En fait, dès la première enquête de terrain, en octobre 1967 sur le cas du cheval "Snippy", un médecin pathologiste était intervenu, John Henri Altshuler, pathologiste-hématologiste travaillant à l'Université du Colorado. Il avait constaté la disparition d'organes internes de l'animal affreusement mutilé. Son témoignage, publié dans la presse, avait fait du bruit, mais Altshuler était d'abord resté anonyme car il redoutait de mettre en danger sa carrière, comme il l'a ensuite raconté à Linda Howe, avec laquelle il a étudié de nombreux cas (plus de 50 cas de 1989 à 1995). Yann Mège croit pouvoir écarter son témoignage car, dit-il, Altshuler "s'était rétracté piteusement quelques jours plus tard". Or le meilleur auteur français sur les mutilations, Michel Granger, auquel Yann Mège se réfère volontiers, écarte cet argument dans son livre Le grand carnage : "Certains affirmèrent qu'il aurait reconnu "s'être trompé" ! On verra qu'il révéla, beaucoup plus tard, des détails qui font bien de Snippy la première mutilation "classique" made in USA" (pp 18-19, nouvelle édition en préparation). On voit ici un exemple du genre d'argument frelaté que n'hésitent pas à utiliser les sceptiques pour écarter sommairement les années de travail d'un professionnel particulièrement compétent.

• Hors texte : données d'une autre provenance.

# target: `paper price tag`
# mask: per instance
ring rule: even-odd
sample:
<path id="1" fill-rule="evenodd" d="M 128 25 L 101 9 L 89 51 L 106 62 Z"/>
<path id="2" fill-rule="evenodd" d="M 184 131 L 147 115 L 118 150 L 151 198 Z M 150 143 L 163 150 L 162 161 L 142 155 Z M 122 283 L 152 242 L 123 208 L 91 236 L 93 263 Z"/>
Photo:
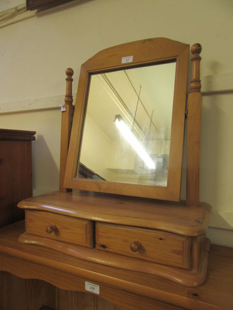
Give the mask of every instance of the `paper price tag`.
<path id="1" fill-rule="evenodd" d="M 85 282 L 85 290 L 95 294 L 100 294 L 100 286 L 89 282 Z"/>
<path id="2" fill-rule="evenodd" d="M 126 57 L 122 57 L 121 60 L 121 63 L 127 63 L 127 62 L 133 62 L 133 56 L 127 56 Z"/>

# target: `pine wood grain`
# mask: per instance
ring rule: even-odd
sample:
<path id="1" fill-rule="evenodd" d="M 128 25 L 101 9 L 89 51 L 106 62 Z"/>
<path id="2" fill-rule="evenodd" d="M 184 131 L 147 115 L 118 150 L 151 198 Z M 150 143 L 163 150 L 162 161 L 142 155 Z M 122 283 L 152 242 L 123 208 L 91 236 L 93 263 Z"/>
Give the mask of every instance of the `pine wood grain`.
<path id="1" fill-rule="evenodd" d="M 99 297 L 126 310 L 233 308 L 233 248 L 212 246 L 206 281 L 190 288 L 160 277 L 102 266 L 42 247 L 21 244 L 17 239 L 23 231 L 23 223 L 20 223 L 0 229 L 1 270 L 21 278 L 42 279 L 68 290 L 84 292 L 84 283 L 88 280 L 100 285 Z"/>
<path id="2" fill-rule="evenodd" d="M 73 190 L 53 192 L 22 201 L 18 207 L 50 211 L 75 217 L 159 229 L 182 235 L 206 233 L 211 207 Z"/>

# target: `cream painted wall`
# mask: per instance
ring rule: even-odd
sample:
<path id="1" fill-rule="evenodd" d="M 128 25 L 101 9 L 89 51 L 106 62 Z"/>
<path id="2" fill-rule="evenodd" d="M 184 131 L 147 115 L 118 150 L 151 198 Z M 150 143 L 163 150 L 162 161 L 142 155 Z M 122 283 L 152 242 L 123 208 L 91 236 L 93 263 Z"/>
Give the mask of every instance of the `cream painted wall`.
<path id="1" fill-rule="evenodd" d="M 83 0 L 1 28 L 0 127 L 36 131 L 34 193 L 58 188 L 61 112 L 58 108 L 23 111 L 23 105 L 22 112 L 0 114 L 1 107 L 4 112 L 6 103 L 31 99 L 36 108 L 44 108 L 42 101 L 64 95 L 66 68 L 74 70 L 76 92 L 81 65 L 88 58 L 150 37 L 200 43 L 201 76 L 232 77 L 233 10 L 229 0 Z M 201 178 L 201 200 L 213 208 L 208 235 L 232 247 L 233 97 L 232 92 L 203 96 Z M 184 192 L 183 186 L 183 198 Z"/>

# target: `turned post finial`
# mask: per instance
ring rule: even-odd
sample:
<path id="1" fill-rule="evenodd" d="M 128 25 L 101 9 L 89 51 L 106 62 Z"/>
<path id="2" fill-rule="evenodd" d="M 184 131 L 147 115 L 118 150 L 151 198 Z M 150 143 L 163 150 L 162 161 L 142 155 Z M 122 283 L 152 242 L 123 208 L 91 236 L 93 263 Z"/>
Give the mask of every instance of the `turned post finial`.
<path id="1" fill-rule="evenodd" d="M 200 93 L 201 84 L 200 79 L 200 62 L 201 58 L 200 54 L 201 49 L 201 46 L 199 43 L 194 44 L 191 48 L 191 52 L 193 54 L 191 60 L 192 63 L 192 79 L 190 83 L 191 93 Z"/>
<path id="2" fill-rule="evenodd" d="M 66 78 L 67 81 L 67 89 L 66 91 L 66 96 L 65 97 L 65 103 L 72 105 L 73 103 L 73 96 L 72 95 L 72 82 L 73 78 L 72 78 L 74 74 L 74 70 L 71 68 L 67 68 L 66 70 L 66 74 L 67 78 Z"/>

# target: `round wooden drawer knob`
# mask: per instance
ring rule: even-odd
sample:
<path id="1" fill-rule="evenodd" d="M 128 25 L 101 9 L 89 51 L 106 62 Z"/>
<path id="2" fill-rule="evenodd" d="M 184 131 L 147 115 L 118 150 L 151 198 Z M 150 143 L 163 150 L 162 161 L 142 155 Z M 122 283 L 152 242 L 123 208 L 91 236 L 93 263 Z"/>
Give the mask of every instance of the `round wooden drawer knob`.
<path id="1" fill-rule="evenodd" d="M 141 247 L 141 244 L 139 241 L 134 241 L 130 245 L 130 249 L 133 252 L 136 252 Z"/>
<path id="2" fill-rule="evenodd" d="M 57 227 L 55 225 L 51 225 L 46 227 L 46 232 L 48 233 L 51 233 L 57 230 Z"/>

On pourrait facilement citer des dizaines d'autres exemples du même genre, dont est émaillé ce petit livre. En bref, ce qu'il faut comprendre, c'est que le phénomène des mutilations de bétail, qui n'est pas limité d'ailleurs au territoire des Etats-Unis puisque certains cas ont été signalés dans d'autres pays ces dernières années, par exemple en Grande-Bretagne et en Suède, est l'un des aspects inquiétants du "dossier" des ovnis, ce qui explique l'action des autorités américaines pour l'étouffer dans les années 70 et 80, époque à laquelle il avait atteint son intensité maximum et inquiétait sérieusement les éleveurs, avec des milliers de cas, surtout dans l'Ouest, mais en fait dans toute l'Amérique du Nord, Canada inclus. Yann Mège croit pouvoir expliquer cela comme relevant d'une sorte de mythologie contemporaine, allant même, sans craindre le ridicule, jusqu'à évoquer les angoisses de la guerre du Vietnam. Laissons là ces explications pseudo scientifiques qui en réalité n'expliquent rien du tout.